I have a data frame of 6 columns where each entry has a sequence of numbers.
pd.DataFrame(FixByteOrderUnique)
Out[518]:
0 1 2 3 4 5
0 58 68 58 59 -1 -1
1 59 69 59 58 -1 -1
2 93 94 93 33 -1 -1
3 58 59 58 68 -1 -1
4 92 94 92 33 -1 -1
5 59 58 59 69 -1 -1
6 57 48 57 79 -1 -1
7 15 26 15 101 -1 -1
I want per line to measure the number of unique elements ignoring in the count the numbers: -1,100,101 and 102. Valid numbers are from [0,99].

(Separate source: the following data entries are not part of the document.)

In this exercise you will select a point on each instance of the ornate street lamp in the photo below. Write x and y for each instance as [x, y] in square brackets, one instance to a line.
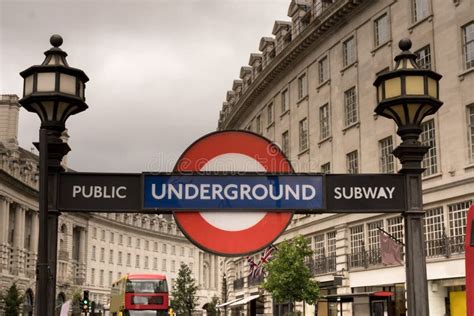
[54, 91]
[407, 95]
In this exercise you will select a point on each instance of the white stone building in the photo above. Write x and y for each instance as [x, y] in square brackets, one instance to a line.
[93, 249]
[310, 90]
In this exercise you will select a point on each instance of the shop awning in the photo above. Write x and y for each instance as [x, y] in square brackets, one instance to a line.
[245, 300]
[346, 298]
[229, 302]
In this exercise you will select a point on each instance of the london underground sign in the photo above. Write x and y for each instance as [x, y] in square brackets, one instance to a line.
[232, 192]
[236, 232]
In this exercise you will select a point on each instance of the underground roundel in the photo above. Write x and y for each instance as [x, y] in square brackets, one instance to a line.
[237, 232]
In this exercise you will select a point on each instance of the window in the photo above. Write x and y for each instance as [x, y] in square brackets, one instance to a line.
[434, 231]
[303, 134]
[331, 238]
[352, 163]
[285, 101]
[302, 86]
[270, 113]
[430, 161]
[373, 235]
[350, 106]
[381, 29]
[323, 69]
[420, 10]
[357, 239]
[318, 242]
[424, 57]
[457, 219]
[470, 118]
[326, 168]
[395, 227]
[92, 276]
[348, 51]
[324, 122]
[385, 155]
[468, 42]
[285, 143]
[111, 256]
[258, 122]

What I did was to make a lambda function that ignores in the counting the -1
def myfunc(row):
if -1 in row.values:
return row.nunique() - 1
else:
return row.nunique()
and then call my function like this
pd_sequences['unique'] = pd.DataFrame(FixByteOrderUnique).apply(myfunc, axis=1)
How I can include inside my lambda function to check if the number is from [0,99] to be eligible for the uniqueness counting?
You can change myfunc
to
def myfunc(row):
return row[(row < 100) & (row > -1)].nunique()
using boolean indexing of dataframe.